Se tal acontece, deve-se sobretudo ao facto da imprensa escrita não ter abdicado ainda do chamado jornalismo de investigação.
Em tempos de miscigenação, importa apostar em marcas distintivas, não oferecendo, todos e cada um, sempre mais do mesmo. Importa apostar no jornalismo de investigação, ter arte para romper a camisa de forças da agenda imposta por outrem, e partir à descoberta das estórias de um povo que tem muito para contar.

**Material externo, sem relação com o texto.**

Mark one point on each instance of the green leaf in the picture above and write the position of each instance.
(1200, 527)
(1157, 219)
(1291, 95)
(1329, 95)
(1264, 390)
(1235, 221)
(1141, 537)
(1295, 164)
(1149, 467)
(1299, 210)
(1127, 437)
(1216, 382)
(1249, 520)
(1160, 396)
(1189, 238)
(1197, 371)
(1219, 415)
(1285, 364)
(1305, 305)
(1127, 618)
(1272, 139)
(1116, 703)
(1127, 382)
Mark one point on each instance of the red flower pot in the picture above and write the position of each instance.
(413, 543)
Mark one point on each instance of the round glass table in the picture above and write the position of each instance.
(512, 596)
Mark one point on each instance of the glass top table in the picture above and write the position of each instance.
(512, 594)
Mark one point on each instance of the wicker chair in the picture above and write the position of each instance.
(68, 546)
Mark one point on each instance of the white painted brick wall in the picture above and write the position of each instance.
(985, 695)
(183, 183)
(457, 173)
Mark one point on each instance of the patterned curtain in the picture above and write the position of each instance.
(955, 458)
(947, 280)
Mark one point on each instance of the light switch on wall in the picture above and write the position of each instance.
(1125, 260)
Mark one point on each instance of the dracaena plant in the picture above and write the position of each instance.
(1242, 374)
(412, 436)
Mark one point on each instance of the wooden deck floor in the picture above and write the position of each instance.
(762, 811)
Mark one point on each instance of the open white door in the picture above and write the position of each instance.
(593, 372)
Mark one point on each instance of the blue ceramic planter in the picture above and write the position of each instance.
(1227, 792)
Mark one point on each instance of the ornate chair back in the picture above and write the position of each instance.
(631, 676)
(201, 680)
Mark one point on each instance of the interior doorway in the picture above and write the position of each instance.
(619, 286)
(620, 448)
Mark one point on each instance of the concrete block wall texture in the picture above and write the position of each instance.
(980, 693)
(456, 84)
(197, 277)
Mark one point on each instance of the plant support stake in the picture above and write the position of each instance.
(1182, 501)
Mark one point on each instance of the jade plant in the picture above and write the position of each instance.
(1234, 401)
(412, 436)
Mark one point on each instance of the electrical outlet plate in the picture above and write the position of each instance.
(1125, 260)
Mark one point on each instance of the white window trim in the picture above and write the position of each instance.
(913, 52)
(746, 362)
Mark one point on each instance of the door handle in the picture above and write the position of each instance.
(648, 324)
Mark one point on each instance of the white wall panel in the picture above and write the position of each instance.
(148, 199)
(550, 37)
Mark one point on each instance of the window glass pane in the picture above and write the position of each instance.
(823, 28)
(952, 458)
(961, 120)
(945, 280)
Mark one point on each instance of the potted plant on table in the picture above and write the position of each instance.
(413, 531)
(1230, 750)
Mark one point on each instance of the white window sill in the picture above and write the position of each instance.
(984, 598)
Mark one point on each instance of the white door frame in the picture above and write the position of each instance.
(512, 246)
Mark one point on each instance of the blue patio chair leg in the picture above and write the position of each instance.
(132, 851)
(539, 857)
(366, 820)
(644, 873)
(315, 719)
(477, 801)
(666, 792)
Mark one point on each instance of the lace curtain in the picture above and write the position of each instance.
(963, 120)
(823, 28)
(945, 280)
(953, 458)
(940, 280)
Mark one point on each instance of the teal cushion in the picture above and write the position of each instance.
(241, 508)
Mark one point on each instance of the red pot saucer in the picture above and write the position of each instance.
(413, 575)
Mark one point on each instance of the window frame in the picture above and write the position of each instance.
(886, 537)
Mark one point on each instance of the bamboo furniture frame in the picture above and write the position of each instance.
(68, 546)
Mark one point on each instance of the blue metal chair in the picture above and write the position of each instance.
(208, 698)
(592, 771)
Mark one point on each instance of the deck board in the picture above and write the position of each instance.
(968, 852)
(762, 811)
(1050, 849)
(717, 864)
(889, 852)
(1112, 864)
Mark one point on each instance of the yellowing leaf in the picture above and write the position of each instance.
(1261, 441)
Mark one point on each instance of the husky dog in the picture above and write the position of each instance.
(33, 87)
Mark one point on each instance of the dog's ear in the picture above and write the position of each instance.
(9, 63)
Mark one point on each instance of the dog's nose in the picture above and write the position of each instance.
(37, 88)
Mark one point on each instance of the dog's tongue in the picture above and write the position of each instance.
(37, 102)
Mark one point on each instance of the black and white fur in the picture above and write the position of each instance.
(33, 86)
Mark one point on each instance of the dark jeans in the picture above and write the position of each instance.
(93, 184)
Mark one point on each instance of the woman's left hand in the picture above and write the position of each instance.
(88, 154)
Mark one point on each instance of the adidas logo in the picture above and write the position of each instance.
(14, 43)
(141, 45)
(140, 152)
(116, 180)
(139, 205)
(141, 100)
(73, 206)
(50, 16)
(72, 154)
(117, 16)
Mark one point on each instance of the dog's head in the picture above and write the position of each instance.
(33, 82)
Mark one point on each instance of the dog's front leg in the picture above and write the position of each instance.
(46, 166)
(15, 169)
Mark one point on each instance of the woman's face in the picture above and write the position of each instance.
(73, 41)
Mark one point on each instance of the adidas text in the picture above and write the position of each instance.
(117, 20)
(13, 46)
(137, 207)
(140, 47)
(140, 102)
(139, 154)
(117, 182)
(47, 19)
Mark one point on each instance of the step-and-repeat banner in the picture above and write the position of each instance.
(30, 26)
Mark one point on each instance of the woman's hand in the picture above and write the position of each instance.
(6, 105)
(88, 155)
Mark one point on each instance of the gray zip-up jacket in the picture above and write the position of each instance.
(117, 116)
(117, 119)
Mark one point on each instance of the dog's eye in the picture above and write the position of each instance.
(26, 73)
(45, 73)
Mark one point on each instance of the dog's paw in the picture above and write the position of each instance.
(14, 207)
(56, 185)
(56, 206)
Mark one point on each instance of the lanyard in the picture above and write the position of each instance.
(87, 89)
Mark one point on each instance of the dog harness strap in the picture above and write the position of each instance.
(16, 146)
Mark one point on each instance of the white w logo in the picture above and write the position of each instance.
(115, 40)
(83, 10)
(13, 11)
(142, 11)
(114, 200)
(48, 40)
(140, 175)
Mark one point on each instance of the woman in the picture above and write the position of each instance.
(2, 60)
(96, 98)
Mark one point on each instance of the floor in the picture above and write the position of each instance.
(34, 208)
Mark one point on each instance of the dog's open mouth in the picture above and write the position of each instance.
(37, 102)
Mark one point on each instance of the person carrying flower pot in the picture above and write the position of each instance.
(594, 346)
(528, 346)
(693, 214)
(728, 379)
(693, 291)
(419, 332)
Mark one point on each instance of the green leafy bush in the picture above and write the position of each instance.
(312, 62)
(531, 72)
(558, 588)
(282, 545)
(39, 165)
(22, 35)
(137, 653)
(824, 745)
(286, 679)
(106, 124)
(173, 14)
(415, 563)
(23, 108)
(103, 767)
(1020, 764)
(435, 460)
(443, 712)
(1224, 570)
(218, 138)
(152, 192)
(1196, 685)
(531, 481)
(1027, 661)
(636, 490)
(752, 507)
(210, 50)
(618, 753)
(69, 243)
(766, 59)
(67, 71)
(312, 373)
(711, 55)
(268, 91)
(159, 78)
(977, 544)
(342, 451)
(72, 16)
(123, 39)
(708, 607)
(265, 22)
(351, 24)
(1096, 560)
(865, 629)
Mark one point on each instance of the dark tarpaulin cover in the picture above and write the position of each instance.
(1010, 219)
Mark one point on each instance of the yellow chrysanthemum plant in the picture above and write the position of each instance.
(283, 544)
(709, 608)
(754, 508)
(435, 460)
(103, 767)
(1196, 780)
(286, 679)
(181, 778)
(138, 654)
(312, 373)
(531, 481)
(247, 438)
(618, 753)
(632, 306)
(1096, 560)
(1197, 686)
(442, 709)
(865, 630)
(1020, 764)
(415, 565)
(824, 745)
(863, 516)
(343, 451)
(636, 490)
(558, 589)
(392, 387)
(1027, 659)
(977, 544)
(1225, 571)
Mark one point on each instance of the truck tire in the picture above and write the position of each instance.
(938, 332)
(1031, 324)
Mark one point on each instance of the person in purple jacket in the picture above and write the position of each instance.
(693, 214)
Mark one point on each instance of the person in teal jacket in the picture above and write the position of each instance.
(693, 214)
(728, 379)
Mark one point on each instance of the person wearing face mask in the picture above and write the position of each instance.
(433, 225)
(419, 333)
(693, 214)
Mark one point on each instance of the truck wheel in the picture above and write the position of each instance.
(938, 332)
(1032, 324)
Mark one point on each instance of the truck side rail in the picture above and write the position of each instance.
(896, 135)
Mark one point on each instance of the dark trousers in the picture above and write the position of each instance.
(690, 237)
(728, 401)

Em Notre-Dame, Quasimodo ansiava mergulhar no bulício fervilhante das ruas que lhe estavam vedadas. Importa que os jornalistas não se acomodem na direcção inversa, deixando-se transformar, por modorra, em voluntários Quasimodos exilados nas redacções.
Pouco tempo antes de partir, Hermínio Monteiro era peremptório: “Já morreram todos os que diziam que os livros iam acabar”. Com vénia, diremos que já morreram quase todos os que diziam que os livros e os jornais iam acabar. Mas é bom lembrar aos jornalistas que, na saga do Isto matará aquilo, por vezes Isto vence, e Aquilo morre mesmo. Se ainda fosse vivo por estes dias, Quasimodo teria assistido ao toque de finados da sua profissão de sineiro. Hoje venderia Swatch, Timex ou Citizen.